Fig. 4 Concentration of di-22:6-BMP in macaque urine.

The concentration of di-22:6-BMP in urine is shown for 28 macaques before dosing (blue circles) and after 15 days of dosing (red squares) with vehicle, GNE-7915 (30 mg/kg, BID), PFE-360 (3 and 6 mg/kg, QD), and MLi-2 (15 and 50 mg/kg, QD). In the GNE-7915–treated group and high-dose PFE-360– and MLi-2–treated groups, di-22:6 BMP in urine was decreased compared to the vehicle control group. The urine concentration of di-22:6-BMP returned to baseline after a 2-week dose-free recovery interval for the GNE-7915–treated group (purple triangles). Unpaired t test, **P < 0.01 and *P < 0.05.

Effects of MLi-2 and GNE-7915 on lung morphology and function

In a separate cohort of cynomolgus macaques, we administered high and low doses of MLi-2 (15 and 50 mg/kg, QD) daily for 15 days and evaluated the effects of drug treatment on lung function during the dosing phase and after a 2-week recovery phase (fig. S3).

On day 15, a subset of eight animals (four per group) was analyzed for lung histopathology. All four animals treated with high doses of MLi-2 (50 mg/kg) showed a widespread increase in cytoplasmic vacuolation of type II lung pneumocytes similar to the changes observed in our earlier studies (table S3) (13). Pathological examination graded these alterations as minimal in three animals and mild in one animal. In contrast, two out of the four animals administered low doses of MLi-2 (15 mg/kg) showed cytoplasmic vacuolation of type II pneumocytes (table S3). After the 13-day recovery period, histological examinations of lungs of each animal in both the high- and low-dose groups were unremarkable, indicating complete recovery from the lung effect, as was reported in previous studies with GNE-7915 (13).

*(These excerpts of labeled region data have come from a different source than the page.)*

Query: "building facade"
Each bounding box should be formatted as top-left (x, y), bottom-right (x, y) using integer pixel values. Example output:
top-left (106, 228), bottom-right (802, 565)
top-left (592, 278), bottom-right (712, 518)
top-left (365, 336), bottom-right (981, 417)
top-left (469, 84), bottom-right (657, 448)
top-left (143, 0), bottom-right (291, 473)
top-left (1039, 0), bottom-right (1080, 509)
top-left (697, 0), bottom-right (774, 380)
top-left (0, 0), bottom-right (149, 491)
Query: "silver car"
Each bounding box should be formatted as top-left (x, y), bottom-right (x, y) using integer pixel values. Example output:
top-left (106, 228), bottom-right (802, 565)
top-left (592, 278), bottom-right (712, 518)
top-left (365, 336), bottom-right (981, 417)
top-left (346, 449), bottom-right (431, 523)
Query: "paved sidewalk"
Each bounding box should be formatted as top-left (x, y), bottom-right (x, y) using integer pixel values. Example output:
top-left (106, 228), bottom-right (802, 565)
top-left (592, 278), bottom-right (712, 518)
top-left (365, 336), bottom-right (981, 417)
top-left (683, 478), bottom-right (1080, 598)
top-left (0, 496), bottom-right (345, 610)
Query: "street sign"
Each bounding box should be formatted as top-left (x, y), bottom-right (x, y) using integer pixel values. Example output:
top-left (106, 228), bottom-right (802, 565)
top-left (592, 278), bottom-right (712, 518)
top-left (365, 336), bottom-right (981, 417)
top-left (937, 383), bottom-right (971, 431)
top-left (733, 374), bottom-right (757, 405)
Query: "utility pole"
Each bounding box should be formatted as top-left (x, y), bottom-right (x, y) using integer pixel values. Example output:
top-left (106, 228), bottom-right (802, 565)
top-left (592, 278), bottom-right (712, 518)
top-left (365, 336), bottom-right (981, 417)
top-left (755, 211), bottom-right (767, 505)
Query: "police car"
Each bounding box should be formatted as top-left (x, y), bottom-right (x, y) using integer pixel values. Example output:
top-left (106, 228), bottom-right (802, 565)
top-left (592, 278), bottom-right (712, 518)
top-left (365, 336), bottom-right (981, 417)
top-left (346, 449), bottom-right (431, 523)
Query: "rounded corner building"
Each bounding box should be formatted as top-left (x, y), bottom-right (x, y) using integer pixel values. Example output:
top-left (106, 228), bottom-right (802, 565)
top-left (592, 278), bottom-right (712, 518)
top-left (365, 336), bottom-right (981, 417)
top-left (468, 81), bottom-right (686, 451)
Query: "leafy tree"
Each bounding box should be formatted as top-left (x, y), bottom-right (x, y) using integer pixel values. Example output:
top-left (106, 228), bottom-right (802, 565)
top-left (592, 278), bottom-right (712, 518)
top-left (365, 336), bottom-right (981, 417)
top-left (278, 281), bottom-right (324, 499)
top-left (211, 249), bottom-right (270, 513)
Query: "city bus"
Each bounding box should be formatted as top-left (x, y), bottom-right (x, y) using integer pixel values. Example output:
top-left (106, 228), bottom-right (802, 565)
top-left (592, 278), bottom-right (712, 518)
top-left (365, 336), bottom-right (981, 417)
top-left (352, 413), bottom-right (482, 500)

Minimal to mild vacuolation of type II pneumocytes was observed in all eight GNE-7915–dosed animals, as expected (table S3).

Lung function tests were conducted at four different time points: baseline (day 0), day 7 and day 15 of dosing, and day 28, which was 2 weeks after treatment withdrawal. Neither dose of MLi-2 affected DLCO or elasticity of the lung, as determined by quasi-static lung compliance (Cqs) in the insufflation pressure range of 0 to 10 cm H2O (Cqs10) (Fig. 5, A and B, and data file S4). Similarly, MLi-2 treatment did not affect forced vital capacity (FVC), forced expiratory volume (FEV), forced expiratory flow, or mean mid-expiratory flow (MMEF) (Fig. 5C and data file S4). MLi-2 treatment also had no apparent effect on ventilator capacity as determined by forced expiratory flow testing given the lack of change over time and that ventilator capacity values in treated animals generally fell within the range of variability (data file S4). We also tested GNE-7915 (30 mg/kg, BID) at baseline and day 7 and day 15 of treatment. As with MLi-2 treatment, animals treated with GNE-7915 did not differ from the vehicle control group in any of the tests administered (data file S4).

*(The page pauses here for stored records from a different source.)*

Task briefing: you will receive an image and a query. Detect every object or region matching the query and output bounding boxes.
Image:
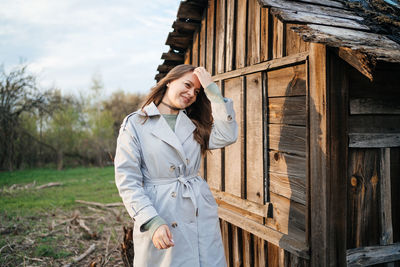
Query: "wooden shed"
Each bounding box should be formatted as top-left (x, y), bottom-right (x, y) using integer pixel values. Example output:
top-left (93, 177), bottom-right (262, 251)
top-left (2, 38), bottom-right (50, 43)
top-left (156, 0), bottom-right (400, 266)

Fig. 5 Lung function tests in macaques treated with MLi-2.

Thirty-six macaques were treated with two doses of MLi-2 (15 and 50 mg/kg) (green and blue) or vehicle control (black) for 15 days, and lung function tests were performed at days 7, 15, and 28. (A) Shown is the lung diffusion capacity for carbon monoxide (DLCO) test. (B) Shown is lung elasticity determined by Cqs in the insufflation pressure range of 0 to 10 cm H2O (Cqs10). (C) Shown is forced vital capacity (FVC), the lung volume obtained from a forced expiratory maneuver.

Effects of MLi-2 and GNE-7915 on phosphatidylcholine in bronchoalveolar lavage fluid

The amount of alveolar phosphatidylcholine in lung provides an index of surfactant secretion (20). Hence, we measured this phospholipid in bronchoalveolar lavage of treated animals. The amount of phosphatidylcholine did not differ between MLi-2–treated and vehicle-treated control animals, suggesting that the compound did not alter surfactant release in the lung (Fig. 6 and data file S5). MLi-2 treatment had no effect on nucleated cell counts in bronchoalveolar lavage fluid, suggesting that there was no inflammatory response. Although some variability in phosphatidylcholine amounts was noted at the low dose (15 mg/kg) of MLi-2, the absence of a dose-response relationship indicated that it was not due to LRRK2 inhibition.

Fig. 6 Effect of MLi-2 on phosphatidylcholine in macaque bronchoalveolar lavage fluid.

Bronchoalveolar lavage (BAL) fluid was collected from 36 macaques at baseline (day 0 of drug treatment), at days 7 and 15 of drug treatment, and from 24 macaques on day 28 (2 weeks after drug withdrawal). Total phosphatidylcholine in BAL fluid at baseline (n = 12 per group), day 7 (n = 12 per group), day 15 (n = 12 per group), and day 28 (n = 8 per group) is shown as mean ± SEM, *P < 0.05; **P < 0.01; two-way ANOVA and Bonferroni’s multiple comparison test.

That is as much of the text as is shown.